Monday, Nov. 11, 1946

Banzai!"

The frightening cry that once signaled the suicidal charges of Japan's doomed Pacific Island armies echoed through Tokyo this week. More than 100,000 cheering Japanese swarmed over the outer grounds of Emperor Hirohito's palace to shout "Banzai!" to his promulgation of Nippon's new, democratically worded constitution (effective May 7). The Emperor & Empress showed themselves for only five minutes, but that was long enough to get oldsters weeping. A college student expressed the new Japan, enthusiastically "democratic," yet still tied to the Emperor by fantastically exaggerated loyalty: "I consider it the greatest joy; I do not know whether I am happy most because of the constitution, or because I have seen the Emperor. I shall strive to the death for his and my country's welfare."

The Imperial appearance highlighted a day of strange contrasts. In the morning Hirohito, in an ancient Shinto ceremony at the palace shrine, reported the promulgation to the souls of his ancestors. Later he drove (in a handsome, black Mercedes-Benz with maroon trim) to the Diet to read his Imperial Rescript in high-pitched, colloquial Japanese. At the palace celebration, Hirohito emerged in an open horse-drawn carriage.
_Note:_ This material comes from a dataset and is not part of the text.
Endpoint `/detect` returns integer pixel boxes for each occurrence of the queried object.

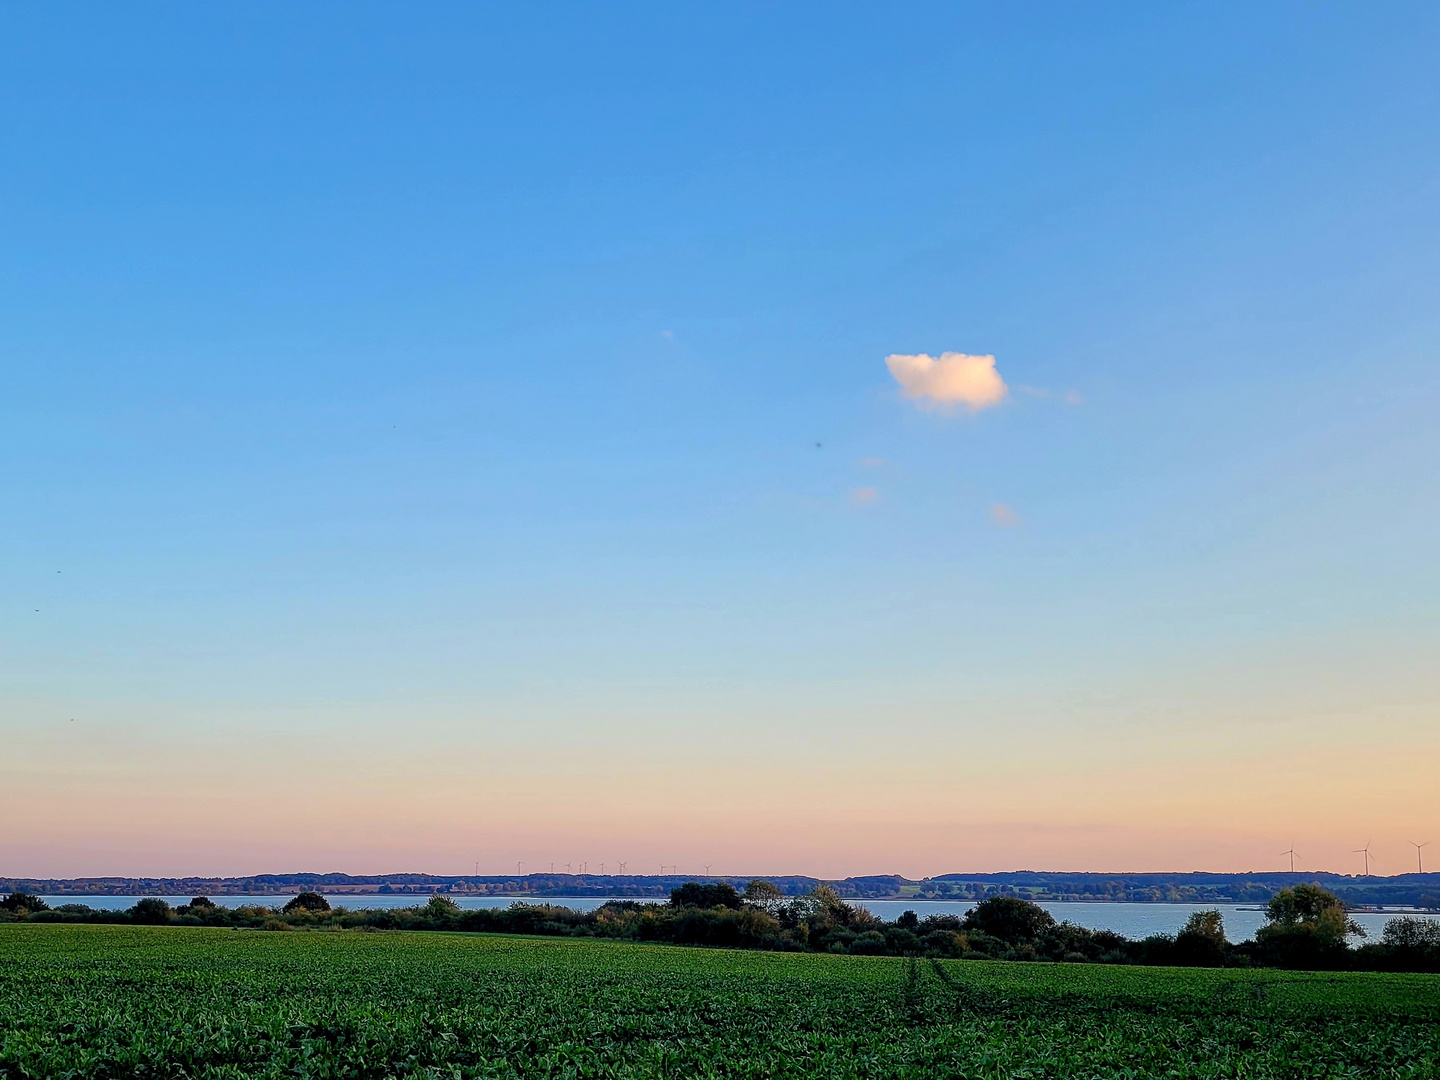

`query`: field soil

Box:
[2,925,1438,1078]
The Emperor had chosen "Meiji setsu" --birthday of the Emperor Meiji, who made Japan a modern power and Shinto a war-inspiring state religion--to proclaim democracy. Tokyo's famous Meiji shrine staged a three-day festival that included a tea ceremony and geisha dances, but at the same time the government began distribution of new "democratic" photographs of the Emperor, in civilian instead of military dress. Nagasaki residents held a snake dance and a poetry contest on the subject: "Reconstruction from the Atomic Bomb."

The new constitution gave Japan a pattern for democracy. The Japanese are now faced with the responsibility of making practice fit the pattern. Aged statesman Yukio Ozaki warned that the Japanese moral code--"based on murder and falsehood"--must be radically altered, predicted that three generations would be needed to educate Japanese to the meaning of the new constitution. Said Tokyo's Asahi Shimbun, as it prepared to publicize and interpret the constitution's text and meaning: "Only when we have created a state or society in which we can get along perfectly well without knowing a single article of the constitution can the new constitution really be said to have been completed."

How little Americans in the U.S. now cared about the progress of their defeated enemy toward this goal was demonstrated by a Constitution Day incident: NBC Correspondent George Thomas Folster had arranged a tradition-shattering exclusive "live" broadcast of the Emperor's message, urged it on his New York office. Cabled back NBC: "Can't use Hirohito."